Alcune volte può capitare che in uno stesso ospedale si trovino fianco a fianco feriti delle diverse fazioni in lotta e l’ostracismo continua anche tra le corsie; qui occorre una sapiente e lunga azione da parte dei sanitari per convincere tali feriti, spesso mutilati entrambi, che il vero nemico è proprio la guerra che li ha messi uno contro l’altro e ridotti in tale stato. E’ gratificante notare come gradualmente tale astio si ricomponga sino ad assistere a scene di collaborazione e dialogo come in una fiaba a lieta fine.
Riflette Strada << Avevo immaginato di trovarmi in faccia a combattenti con la benda insanguinata sul capo, e mi sono trovato a operare centinaia di donne e bambini, di vecchi magri e con la barba piena di polvere… >>
Questo perché, statistiche alla mano, nei conflitti la percentuale dei civili feriti o deceduti è notevolissima.

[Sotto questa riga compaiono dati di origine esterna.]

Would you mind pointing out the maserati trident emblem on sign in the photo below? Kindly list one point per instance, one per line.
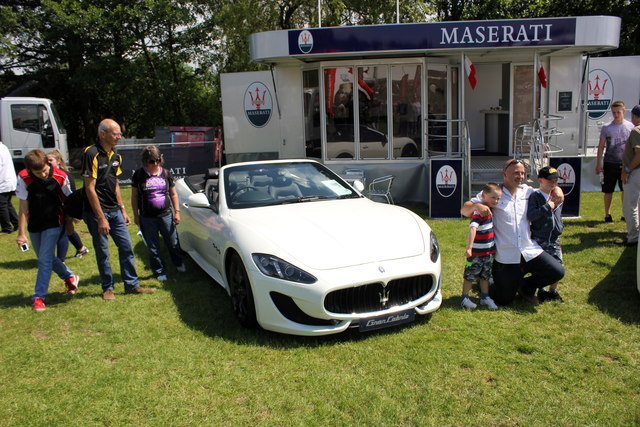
(384, 296)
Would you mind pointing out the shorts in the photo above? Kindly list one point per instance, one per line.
(553, 249)
(478, 267)
(611, 173)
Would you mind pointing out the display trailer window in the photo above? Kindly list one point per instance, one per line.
(437, 108)
(25, 117)
(372, 112)
(407, 110)
(311, 92)
(338, 84)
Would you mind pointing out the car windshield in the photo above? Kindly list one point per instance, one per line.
(254, 185)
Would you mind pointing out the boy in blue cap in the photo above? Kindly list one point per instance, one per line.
(546, 224)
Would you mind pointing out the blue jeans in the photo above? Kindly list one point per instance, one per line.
(120, 235)
(44, 244)
(150, 227)
(63, 245)
(508, 278)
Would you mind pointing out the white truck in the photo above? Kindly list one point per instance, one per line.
(29, 123)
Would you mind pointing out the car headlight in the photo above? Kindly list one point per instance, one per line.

Tragedia e crudeltà umana allo stato puro, dai “pappagali verdi” alle stragi indiscriminate sui civili, questo lo scenario globalizzato del pianeta, in grado di aprire gli occhi a Gino Strada e fargli anche capire, a fondo, il perché di quella strage perpetrata nella scuola di Gorla, così viva nelle parole del padre.